The summer that never was!

(BroadhempstonCommunity Woodland - visit three 16.8.08)

‘The earth shows up those of value and those who are good for nothing.’ - a peasant judgement from Jean Pierre Vernant’s, Mythe et Pensee Chez les Grecs

Rain and the promise of more later. I take the early Saturday bus from Dawlish to Newton. With just half a dozen passengers I’m free to enjoy the Teign estuary and what I know to be Hay Tor in low cloud.

A leisurely cooked breakfast at the Carlton Café before Verity picks me up at 9,00am. She’d e-mailed a couple of days before to confirm, doubtful about the weather, I’d replied I would be there whatever the weather. After all, as Billy Connelly famously said: ‘There’s no such thing as bad weather, just the wrong clothing!’
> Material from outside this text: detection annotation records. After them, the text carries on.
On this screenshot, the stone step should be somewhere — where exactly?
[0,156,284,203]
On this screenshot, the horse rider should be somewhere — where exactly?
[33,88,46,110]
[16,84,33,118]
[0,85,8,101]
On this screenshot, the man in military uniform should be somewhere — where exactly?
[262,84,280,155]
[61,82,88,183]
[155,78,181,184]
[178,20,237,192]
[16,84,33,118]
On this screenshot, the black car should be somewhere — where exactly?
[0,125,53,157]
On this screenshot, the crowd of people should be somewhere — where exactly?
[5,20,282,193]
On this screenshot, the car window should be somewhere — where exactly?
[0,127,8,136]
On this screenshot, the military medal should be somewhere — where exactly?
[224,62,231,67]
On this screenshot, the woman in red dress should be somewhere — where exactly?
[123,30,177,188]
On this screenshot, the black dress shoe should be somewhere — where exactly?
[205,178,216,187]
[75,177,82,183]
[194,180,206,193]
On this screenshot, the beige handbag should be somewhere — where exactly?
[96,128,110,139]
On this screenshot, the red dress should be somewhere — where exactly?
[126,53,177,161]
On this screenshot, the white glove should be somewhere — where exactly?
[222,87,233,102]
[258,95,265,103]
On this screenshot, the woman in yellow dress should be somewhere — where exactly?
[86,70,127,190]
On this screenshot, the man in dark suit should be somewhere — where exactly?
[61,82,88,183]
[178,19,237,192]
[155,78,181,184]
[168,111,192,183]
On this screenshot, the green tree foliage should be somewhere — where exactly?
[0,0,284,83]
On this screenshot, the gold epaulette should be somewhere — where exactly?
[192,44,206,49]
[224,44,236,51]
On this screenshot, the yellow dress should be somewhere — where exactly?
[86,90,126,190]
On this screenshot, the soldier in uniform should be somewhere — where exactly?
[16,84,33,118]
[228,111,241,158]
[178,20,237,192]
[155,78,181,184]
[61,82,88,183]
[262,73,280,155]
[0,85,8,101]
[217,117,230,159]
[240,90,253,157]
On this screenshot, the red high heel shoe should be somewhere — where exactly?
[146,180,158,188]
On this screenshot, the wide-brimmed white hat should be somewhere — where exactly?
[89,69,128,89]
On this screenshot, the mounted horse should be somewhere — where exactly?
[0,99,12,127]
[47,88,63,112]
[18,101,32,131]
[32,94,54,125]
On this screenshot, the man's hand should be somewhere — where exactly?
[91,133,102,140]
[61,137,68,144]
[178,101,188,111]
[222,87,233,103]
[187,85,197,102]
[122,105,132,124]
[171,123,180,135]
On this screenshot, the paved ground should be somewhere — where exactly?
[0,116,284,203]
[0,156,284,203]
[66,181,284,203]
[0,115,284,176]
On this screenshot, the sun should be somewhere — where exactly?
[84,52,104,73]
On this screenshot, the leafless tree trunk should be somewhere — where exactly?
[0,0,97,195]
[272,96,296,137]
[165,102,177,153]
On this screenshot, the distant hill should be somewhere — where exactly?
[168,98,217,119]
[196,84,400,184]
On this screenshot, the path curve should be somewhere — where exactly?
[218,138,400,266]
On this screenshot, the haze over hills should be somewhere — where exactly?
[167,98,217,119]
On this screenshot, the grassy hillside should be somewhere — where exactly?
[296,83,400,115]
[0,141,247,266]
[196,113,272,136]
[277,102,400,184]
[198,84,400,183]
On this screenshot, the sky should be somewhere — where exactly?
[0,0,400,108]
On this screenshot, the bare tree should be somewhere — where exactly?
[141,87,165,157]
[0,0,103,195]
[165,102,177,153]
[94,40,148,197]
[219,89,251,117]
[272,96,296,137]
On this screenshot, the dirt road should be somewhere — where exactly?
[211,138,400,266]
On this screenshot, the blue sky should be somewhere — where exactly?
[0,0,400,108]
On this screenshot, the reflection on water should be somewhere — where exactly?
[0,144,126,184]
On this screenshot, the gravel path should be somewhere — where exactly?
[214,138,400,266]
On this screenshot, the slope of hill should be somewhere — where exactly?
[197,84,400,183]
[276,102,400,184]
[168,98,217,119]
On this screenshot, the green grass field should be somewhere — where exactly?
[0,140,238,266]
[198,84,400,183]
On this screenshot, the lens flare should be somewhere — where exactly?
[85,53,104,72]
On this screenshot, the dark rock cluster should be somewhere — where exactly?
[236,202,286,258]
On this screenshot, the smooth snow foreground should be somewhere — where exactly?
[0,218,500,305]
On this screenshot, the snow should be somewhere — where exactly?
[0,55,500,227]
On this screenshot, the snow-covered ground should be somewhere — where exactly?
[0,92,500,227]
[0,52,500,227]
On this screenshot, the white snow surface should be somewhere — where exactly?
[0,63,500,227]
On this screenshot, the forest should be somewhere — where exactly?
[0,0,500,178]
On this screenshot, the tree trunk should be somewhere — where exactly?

We speak of when we’d last met, and visited the Dawlish Garden Trust, which has a long history of trying to provided training and employment opportunities for people with learning disabilities, and of what we might learn from them.

It’s great to be a passenger with someone on the way to BCW who knows the route so well she doesn’t have to consciously think about it - she gives me a long explanation of what a Community Interest Company is, and how the project is about to become one. And I tell her that the bureaucratic trick I want to pull-off, is at one and the same time, to be part of the setting up of the project and, as a client of mental health services, be referred to it!

We stop by the farm to pick up bits and pieces for today’s task, planning and making a start on the quarry barn - which hopefully can be the base for activity around the beacon. I pause, roll a cigarette, absorb the rush of silence, slowly pick up new sounds and see movements on another scale. I feel suddenly jealous, and I’m someone who lives with the sound of the sea and a view of the coast! 

Was it eight or nine of us huddled in barn? As the rain got heavier, discussion turns to what needs doing, who can do what, what can be got on the cheap or for free. Then suddenly after thirty minutes or so, we’re a group.

The barn could become simply somewhere to find protection from the weather, but equally it could serve as a workshop or classroom. There’s a real possibility of a wood burning stove, but first it needs a floor and the two open sides enclosing. But the barn already has a history, and a sound timber frame, it doesn’t want transforming too much. There’s a hot drink for those who want it. Then Simon gets the itch to be doing.

We start clearing the overgrown vegetation from around the back and side of the barn, and we all chip in and the group holds for an hour or so. By the end there is the makings of a bonfire and a pile of scrap on the trailer.